Flashes (Alerts)
Abstract
This document provide several items to check to get clstat working.
Content
In order to troubleshoot clstat, you need to narrow down the problem.
First:
With the cluster up and clinfo running:
/usr/es/sbin/cluster/utilities/cldump
If cldump works and clstat does not, the issue is with clstat.
This would probably be a defect with clstat but I think it is pretty stable at 5.4.1.1 so I don't expect this to be the issue.
If cldump is not working perform EACH of the following on both nodes before running the next command:
stopsrc -s clinfoES
stopsrc -s snmpd
refresh -s clstrmgrES
startsrc -s snmpd
startsrc -s clinfoES
If clstat is still not working, you have to troubleshoot SNMP.
Often one of the other daemons, like dipid2 is not running or snmpd.conf
or snmpdv3.conf (depending on version of the SNMP agent) is not configured correctly.
The following entries are required in the snmpv3.conf
file for clstat to work correctly
Substitute the actual community name for the "hacmp" in the below entries:
VACM_GROUP group1 SNMPv1 hacmp -
TARGET_PARAMETERS trapparms1 SNMPv1 SNMPv1 hacmp noAuthNoPriv -
COMMUNITY hacmp hacmp noAuthNoPriv 0.0.0.0 0.0.0.0 -
Introduction and Documentation for
Simple Network Management Protocol (SNMP)
on AIX
The following information is provided to give you a quick overview
of SNMP on AIX. For a more in-depth understanding of SNMP
Please see the following two document resources:
(1) IBM Redbook Managing AIX Server Farms
This is an great book for managing AIX servers. It's normally
recommend for users looking for OpenSSH information but it
also contains great info on SNMP.
http://w3.itso.ibm.com/abstracts/sg246606.html?Open
(2) IBM AIX InfoCenter
A quick search for "snmp" will bring up a great deal of information on
the topic. Hopefully, reading the quick docs below will help with
refining the searches in InfoCenter.
http://publib.boulder.ibm.com/infocenter/pseries/v5r3/index.jsp
Gather Important System Information
The following information is important should you have the need
to contact IBM regarding your SNMP configuration.

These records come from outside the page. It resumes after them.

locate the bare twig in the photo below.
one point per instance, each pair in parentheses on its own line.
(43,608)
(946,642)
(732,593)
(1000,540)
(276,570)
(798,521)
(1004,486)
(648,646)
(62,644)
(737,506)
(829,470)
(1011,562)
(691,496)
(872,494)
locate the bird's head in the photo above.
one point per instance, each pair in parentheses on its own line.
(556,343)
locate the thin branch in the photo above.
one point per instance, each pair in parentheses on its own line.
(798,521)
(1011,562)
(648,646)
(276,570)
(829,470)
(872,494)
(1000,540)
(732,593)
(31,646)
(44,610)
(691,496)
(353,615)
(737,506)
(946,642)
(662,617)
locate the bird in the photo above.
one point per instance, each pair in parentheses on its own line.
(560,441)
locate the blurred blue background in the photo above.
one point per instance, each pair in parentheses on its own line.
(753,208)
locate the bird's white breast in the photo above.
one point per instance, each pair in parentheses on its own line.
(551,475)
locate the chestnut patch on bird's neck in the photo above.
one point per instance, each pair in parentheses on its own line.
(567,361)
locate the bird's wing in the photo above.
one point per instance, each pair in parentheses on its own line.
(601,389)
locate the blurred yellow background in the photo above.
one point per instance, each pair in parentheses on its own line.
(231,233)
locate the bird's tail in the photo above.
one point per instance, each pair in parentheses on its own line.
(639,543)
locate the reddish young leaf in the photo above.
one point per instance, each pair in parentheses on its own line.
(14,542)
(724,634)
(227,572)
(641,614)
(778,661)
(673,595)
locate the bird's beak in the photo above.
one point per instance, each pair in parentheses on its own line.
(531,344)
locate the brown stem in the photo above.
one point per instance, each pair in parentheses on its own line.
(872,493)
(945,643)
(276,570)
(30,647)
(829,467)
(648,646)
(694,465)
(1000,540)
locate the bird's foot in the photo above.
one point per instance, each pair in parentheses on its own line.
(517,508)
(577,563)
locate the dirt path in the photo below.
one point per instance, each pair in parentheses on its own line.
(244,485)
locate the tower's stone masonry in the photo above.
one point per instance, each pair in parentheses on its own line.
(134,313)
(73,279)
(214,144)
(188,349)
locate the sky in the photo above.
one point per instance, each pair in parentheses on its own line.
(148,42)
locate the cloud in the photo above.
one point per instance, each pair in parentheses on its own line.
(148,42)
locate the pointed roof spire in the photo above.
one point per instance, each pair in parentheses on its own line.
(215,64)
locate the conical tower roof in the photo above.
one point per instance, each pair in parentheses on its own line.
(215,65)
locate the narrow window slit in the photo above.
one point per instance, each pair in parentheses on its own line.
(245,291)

AIX Operating System level
# oslevel -r
AIX Fileset Information for SNMP
The following fileset contains SNMP. The version number of the
fileset will help IBM determine if there are any problems and/or
fixes available to you.
# lslpp -l bos.net.tcp.client
(e.g.) 5.3.0.61
Check the Current Version of SNMP daemon Running on AIX
# ls -l /usr/sbin/snmpd
Examples:
linked to snmpd -> snmpdv3ne <------ for snmpd v3
linked to snmpd -> snmpdv1 <----- for snmpd v1
Note
Use the /usr/sbin/snmpv3_ssw command to switch between
the two versions of snmpd. V1 uses configuration file
/etc/snmp.conf for it's settings, and V3 uses configuration
file /etc/snmpdv3.conf.
snmpv3_ssw Examples:
Use the following command to change from v3 to v1
# snmpv3_ssw -1
Use the following to switch to encrypted version of snmpdv3 agent
# snmpv3_ssw -e
Use the following to switch to non-encrypted version of snmpdv3 agent
# snmpv3_ssw -n
ABOUT SNMPD DAEMONS
Management Information Base Daemons (MIBD) contain
information pertinent to network management. Information
contained in the MIBs depends upon the RFC which defines
them. The following RFC's define SNMP:
RFC 1155 Structure and Identification of Management
Information for TCP/IP
RFC 1157 a SNMP
RFC 1213 MIB for Network Managmeent of TCP/IP-based
internets: MIB-II
RFC 1227 SNMP single multiplexer (SMUX) protocol and MIB
RFC 1229 Extensions to the Generic-Interface MIB
RFC 1231 IEEE 802.5 Token Ring MIB
RFC 1398 Definitions of managed objects for Ethernet-like
interfaces
RFC 1512 FDDI Management Information Base (MIB)
RFC 1514 Host Resources Management Information Base
RFC 1592 SNMP distribution protocol interface v2
RFC 1907 MIB for snmp v2
RFC 2572 Message processing and dispatching for snmp
RFC 2573 SNMP applications
RFC 2574 User-based Security Model (USM) for snmp v3
RFC 2575 View-based Access Control Model (VACM)
snmpd
Receives and authenticates SNMP requests from network monitors.
Processes requests and returns results to the originating monitor.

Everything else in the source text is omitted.